Humility is required with those we perceive as enemies, in order to find a way to not be enemies.  Earlier this year I visited Israel and Palestine with a class from my school, and encountered many organizations focused primarily on helping traumatized Palestinians and traumatized Israelis listen to each other’s pain as the only real pathway to peace in that region.  That sentiment is echoed by Rigoberta Menchu, a indigenous rights activist from Guatemala who lost nearly her entire family during the civil war.  Now after a lifetime of violence, she says; 

I think that nonviolence is one way of saying that there are other ways to solve problems, not only through weapons and war. Nonviolence also means the recognition that the person on one side of the trench and the person on the other side of the trench are both human beings, with the same faculties. At some point they have to begin to understand one another.” 




We begin this understanding by humbly listening to each other.  
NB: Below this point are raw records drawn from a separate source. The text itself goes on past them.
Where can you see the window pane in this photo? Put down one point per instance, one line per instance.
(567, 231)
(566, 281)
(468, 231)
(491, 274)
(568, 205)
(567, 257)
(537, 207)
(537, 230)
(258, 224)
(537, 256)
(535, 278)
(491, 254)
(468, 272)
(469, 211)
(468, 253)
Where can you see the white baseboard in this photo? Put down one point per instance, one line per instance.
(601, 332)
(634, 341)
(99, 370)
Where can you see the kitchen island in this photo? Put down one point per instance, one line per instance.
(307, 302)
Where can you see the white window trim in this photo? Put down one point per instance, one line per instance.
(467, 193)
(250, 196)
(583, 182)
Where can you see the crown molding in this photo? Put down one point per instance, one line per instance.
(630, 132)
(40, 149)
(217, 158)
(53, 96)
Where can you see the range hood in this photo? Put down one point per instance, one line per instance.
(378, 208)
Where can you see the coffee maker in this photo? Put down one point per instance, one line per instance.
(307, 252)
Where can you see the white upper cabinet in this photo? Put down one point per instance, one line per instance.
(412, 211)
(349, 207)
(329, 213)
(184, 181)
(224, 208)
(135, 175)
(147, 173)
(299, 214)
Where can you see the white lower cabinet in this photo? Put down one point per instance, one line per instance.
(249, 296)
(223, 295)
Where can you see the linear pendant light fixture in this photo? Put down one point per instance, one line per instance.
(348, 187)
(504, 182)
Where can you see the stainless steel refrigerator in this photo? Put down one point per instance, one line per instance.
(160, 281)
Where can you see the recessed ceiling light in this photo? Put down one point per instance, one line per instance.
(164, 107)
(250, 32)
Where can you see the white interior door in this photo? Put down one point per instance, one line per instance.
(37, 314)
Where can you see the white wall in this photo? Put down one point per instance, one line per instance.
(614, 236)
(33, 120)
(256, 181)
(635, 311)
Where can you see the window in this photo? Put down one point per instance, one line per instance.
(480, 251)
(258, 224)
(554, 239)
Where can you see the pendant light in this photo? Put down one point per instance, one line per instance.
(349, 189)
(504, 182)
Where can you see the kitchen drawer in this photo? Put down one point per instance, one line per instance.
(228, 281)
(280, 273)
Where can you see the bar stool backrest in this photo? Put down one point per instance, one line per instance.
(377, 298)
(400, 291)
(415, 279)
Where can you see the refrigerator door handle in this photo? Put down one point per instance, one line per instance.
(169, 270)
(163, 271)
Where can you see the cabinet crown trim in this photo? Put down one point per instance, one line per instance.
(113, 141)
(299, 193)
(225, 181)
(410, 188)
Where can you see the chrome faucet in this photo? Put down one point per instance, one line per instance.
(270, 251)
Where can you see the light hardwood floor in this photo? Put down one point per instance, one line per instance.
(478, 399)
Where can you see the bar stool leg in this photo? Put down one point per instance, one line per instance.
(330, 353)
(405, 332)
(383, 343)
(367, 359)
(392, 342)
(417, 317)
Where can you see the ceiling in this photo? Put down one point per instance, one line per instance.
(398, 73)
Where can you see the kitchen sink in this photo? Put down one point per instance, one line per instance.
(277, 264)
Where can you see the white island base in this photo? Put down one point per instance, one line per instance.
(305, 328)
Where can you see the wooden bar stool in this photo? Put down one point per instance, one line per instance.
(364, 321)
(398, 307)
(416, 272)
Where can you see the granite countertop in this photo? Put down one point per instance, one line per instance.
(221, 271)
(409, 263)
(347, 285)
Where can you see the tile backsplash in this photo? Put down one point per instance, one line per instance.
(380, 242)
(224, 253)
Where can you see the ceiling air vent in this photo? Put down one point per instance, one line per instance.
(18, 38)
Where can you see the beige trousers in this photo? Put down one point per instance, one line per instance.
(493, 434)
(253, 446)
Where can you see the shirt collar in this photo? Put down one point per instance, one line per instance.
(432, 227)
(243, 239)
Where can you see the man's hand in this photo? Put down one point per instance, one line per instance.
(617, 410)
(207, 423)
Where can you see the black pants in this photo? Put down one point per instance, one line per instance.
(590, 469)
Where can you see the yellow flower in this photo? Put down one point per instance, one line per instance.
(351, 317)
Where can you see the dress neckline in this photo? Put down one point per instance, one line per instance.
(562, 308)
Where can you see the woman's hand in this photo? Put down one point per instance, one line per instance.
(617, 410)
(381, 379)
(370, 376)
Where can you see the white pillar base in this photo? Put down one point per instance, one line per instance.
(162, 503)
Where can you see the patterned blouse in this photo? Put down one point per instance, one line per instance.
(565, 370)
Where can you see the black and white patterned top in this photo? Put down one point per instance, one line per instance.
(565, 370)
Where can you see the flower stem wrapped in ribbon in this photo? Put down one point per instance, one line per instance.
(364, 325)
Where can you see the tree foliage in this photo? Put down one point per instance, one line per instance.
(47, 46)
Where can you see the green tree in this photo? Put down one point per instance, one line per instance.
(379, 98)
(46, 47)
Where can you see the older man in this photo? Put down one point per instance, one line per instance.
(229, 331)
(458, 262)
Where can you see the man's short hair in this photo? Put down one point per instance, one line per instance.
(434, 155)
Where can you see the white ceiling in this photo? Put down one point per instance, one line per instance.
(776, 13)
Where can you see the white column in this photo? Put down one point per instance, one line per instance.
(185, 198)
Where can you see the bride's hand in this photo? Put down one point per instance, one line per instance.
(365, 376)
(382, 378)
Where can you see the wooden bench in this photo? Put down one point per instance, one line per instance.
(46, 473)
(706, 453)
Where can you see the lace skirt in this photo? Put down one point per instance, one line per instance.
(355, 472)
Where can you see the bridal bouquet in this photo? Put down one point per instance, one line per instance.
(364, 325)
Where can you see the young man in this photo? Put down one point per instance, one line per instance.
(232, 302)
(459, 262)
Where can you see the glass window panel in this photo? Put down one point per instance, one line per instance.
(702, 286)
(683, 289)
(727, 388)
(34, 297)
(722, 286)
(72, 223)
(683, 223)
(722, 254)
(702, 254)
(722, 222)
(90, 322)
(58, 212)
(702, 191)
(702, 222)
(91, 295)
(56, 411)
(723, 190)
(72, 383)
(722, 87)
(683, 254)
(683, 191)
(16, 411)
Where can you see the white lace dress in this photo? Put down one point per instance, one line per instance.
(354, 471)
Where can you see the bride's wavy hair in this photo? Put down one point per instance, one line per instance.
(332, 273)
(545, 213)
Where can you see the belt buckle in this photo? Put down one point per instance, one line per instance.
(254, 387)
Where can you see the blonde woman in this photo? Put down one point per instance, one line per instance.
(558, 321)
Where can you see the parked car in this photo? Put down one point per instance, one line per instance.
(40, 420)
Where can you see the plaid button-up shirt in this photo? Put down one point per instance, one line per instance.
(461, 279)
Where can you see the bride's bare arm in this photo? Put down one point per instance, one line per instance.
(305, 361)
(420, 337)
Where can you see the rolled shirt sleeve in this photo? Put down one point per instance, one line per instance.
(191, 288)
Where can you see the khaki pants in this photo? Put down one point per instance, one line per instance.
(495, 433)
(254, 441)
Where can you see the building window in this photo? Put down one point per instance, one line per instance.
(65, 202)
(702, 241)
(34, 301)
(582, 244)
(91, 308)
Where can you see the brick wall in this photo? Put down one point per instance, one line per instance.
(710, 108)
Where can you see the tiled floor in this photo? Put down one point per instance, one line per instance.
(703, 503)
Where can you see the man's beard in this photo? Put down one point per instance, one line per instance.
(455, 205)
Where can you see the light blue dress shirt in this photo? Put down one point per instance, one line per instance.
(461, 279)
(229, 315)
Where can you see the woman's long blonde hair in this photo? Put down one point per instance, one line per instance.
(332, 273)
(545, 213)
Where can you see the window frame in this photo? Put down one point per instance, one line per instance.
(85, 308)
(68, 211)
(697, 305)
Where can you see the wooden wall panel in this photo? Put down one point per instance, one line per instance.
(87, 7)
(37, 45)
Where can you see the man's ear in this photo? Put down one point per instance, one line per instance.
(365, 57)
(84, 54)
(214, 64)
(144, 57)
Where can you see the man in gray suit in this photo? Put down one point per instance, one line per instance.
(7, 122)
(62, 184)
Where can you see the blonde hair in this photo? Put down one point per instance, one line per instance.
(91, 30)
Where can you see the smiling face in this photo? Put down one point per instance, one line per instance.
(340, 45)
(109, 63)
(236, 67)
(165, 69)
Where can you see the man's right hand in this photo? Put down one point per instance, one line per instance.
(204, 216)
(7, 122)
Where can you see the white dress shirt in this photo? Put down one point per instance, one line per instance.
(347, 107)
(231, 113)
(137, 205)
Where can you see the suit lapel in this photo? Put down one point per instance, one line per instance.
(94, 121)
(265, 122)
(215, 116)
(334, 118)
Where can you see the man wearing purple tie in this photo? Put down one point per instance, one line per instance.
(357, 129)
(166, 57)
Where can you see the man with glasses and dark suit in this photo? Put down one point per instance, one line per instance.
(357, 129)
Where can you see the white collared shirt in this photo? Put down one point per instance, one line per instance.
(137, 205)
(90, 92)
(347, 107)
Humility is sometimes required to sit at a table with people different from us, taking the risk of being wrong.  Eating together is a great way to start the conversation.  As Rigoberta Menchu is famous for saying, “the world’s not going to change unless we’re willing to change ourselves.” 

There are many signs of light in Guatemala 17 years after the conflict.  Many enterprising social agencies have been founded to work with local populations.  There is no shortage of co-operatives working towards better trade, employment, education, housing and health for Guatemalans.  In fact, FCC has supported the work of one of those organizations, Mayaworks, since before the end of the Guatemalan civil war, with the help of Bob and Terry Davis.  I know this because I bought this folder from them, here, in high school, circa 1994.  Nowadays, because they are a welcoming and very affordable country, Guatemala receives good-hearted people from all over the world who travel with church work trips, volunteer organizations, and as students in Spanish classes.  

My school offered volunteer opportunities for students in the medical clinic or family support center, and for reforestation on the mountainsides.  But I think the most important work of my school was our Stove Project, building concrete and brick stoves for the rural Mayans that still cook over an open fire in an enclosed space.  With the stoves they build each year, they help decrease the amount of respiratory disease in the population. 



So today, I pray that we may have the strength to live lives with more humility, more listening, and more understanding, knowing that if we take the risk to walk humbly, we won’t be walking alone. God will be right there, walking along side us, finding more ways for us to love kindness, and do justice.  So each day we may be able to say, in God’s name, “May this be of good benefit to you.”  Amen.